SyFI Team Wins CUDA Kernel Agent Contest at MLSys 2026

At the FlashInfer AI Kernel Generation Contest at MLSys 2026, Team UW SyFI received awards in three categories out of 245 submissions:

1st place, GDN Track (Full-Agent Approach)
2nd place, GDN Track (Agent-Assisted Approach)
3rd place, DSA Track (Full-Agent Approach)

Across all three entries, no humans wrote or edited a single line of kernel source. Every line of Triton, CUDA, and Python we submitted was authored by a coding agent (Claude Code with Claude Opus 4.7, or Codex CLI with GPT 5.5), which we used interchangeably.

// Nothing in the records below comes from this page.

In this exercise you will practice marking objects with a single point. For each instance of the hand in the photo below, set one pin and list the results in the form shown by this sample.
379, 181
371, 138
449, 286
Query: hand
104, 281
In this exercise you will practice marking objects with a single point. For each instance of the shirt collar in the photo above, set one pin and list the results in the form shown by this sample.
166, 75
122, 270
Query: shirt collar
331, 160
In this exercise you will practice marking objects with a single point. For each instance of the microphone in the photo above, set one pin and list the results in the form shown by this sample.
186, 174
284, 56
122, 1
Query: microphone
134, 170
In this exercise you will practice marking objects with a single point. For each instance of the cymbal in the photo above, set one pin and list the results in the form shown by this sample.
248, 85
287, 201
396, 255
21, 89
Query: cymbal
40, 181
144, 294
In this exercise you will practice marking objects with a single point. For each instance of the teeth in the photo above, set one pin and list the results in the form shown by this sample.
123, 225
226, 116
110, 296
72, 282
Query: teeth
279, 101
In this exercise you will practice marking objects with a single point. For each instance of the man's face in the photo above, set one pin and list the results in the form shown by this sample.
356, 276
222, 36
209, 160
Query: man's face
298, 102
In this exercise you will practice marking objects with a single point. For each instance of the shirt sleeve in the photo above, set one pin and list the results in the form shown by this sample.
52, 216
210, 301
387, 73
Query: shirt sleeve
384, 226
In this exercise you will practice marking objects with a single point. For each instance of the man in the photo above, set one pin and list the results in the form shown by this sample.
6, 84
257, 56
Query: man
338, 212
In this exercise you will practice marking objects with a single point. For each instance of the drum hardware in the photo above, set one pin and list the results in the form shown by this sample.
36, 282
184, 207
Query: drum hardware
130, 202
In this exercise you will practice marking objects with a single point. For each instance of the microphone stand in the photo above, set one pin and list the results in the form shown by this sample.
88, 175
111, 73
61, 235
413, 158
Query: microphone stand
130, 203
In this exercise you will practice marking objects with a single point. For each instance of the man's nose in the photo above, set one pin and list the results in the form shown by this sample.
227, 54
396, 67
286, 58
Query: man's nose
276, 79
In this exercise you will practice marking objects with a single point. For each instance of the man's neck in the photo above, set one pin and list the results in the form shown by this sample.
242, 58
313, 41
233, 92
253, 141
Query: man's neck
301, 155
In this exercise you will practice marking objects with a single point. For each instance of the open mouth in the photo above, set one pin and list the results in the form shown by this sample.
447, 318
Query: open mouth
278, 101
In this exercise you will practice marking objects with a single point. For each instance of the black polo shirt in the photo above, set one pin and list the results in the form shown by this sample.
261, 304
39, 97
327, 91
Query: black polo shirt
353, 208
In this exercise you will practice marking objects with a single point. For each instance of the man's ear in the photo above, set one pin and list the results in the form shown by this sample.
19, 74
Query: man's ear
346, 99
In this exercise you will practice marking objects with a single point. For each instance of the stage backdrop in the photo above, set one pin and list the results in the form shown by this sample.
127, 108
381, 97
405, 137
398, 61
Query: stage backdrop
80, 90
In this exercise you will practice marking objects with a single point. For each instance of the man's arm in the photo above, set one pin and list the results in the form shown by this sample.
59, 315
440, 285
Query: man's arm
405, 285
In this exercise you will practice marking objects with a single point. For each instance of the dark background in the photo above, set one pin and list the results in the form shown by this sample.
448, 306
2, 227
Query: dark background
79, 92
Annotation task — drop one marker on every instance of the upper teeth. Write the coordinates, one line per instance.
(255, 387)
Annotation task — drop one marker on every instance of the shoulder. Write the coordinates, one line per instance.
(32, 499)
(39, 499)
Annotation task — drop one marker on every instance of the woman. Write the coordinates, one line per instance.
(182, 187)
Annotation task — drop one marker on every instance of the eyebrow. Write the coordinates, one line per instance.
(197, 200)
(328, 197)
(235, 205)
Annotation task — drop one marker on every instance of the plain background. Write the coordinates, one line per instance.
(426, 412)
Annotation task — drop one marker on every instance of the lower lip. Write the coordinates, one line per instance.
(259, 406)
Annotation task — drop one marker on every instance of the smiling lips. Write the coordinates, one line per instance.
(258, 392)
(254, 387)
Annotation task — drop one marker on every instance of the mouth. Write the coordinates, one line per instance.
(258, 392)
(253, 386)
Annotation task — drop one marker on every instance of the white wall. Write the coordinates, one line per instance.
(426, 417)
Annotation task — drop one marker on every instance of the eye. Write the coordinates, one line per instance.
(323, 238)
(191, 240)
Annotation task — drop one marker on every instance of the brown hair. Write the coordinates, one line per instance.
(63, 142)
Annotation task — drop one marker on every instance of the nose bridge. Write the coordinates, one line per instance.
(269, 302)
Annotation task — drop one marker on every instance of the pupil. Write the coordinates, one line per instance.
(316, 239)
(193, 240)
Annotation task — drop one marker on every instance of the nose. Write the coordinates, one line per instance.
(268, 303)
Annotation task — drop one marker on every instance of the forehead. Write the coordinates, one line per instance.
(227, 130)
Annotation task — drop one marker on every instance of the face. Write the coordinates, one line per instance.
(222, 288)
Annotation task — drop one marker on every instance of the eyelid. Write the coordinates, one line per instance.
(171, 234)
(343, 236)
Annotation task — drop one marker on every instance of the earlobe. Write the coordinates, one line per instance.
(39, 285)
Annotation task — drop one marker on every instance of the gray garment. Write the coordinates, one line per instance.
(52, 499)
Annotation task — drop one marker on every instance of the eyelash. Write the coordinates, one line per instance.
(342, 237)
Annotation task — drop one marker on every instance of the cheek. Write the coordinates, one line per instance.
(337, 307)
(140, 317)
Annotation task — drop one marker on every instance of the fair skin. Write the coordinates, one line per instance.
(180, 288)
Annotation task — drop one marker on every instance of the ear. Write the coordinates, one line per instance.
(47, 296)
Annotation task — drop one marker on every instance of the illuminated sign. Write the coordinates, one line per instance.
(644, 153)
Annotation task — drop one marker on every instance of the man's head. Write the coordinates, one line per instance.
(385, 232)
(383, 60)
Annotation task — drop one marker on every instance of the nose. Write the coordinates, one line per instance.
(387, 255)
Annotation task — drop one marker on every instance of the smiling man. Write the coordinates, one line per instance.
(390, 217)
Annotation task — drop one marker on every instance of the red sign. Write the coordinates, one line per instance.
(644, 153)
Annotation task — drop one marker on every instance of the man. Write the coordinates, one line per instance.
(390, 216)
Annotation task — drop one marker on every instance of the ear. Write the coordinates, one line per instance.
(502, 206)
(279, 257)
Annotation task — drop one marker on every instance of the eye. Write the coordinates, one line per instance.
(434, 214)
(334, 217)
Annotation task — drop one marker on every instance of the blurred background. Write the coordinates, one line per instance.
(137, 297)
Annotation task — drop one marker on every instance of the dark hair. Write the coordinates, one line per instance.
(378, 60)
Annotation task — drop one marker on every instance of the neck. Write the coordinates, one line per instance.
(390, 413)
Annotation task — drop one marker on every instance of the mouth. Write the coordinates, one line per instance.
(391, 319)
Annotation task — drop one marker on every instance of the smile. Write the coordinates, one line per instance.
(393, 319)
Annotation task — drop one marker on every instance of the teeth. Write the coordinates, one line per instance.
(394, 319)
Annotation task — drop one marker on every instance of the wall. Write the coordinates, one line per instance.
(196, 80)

We were interested in how far coding agents get on hard performance work, the low-level optimization that usually takes an expert, rather than the boilerplate they already handle. Kernels are a reasonable test: small, hand-tuned code, judged on both correctness and speed against a strong field, on Blackwell hardware (sm_100). The results below are one data point. We describe each kernel and the workflow that produced it, and close with where we think this leads, toward generating a complete serving stack.

The contest

FlashInfer is a library of GPU kernels for LLM inference, and the contest asked teams to generate kernels for a set of serving workloads, evaluated for correctness and speed on NVIDIA Blackwell (sm_100). The two tracks we competed in covered:

GDN: gated delta-rule (linear-attention) kernels, in both a chunked prefill form and a decode form.
DSA: DeepSeek-style sparse attention, including a top-k indexer and the sparse attention kernel itself.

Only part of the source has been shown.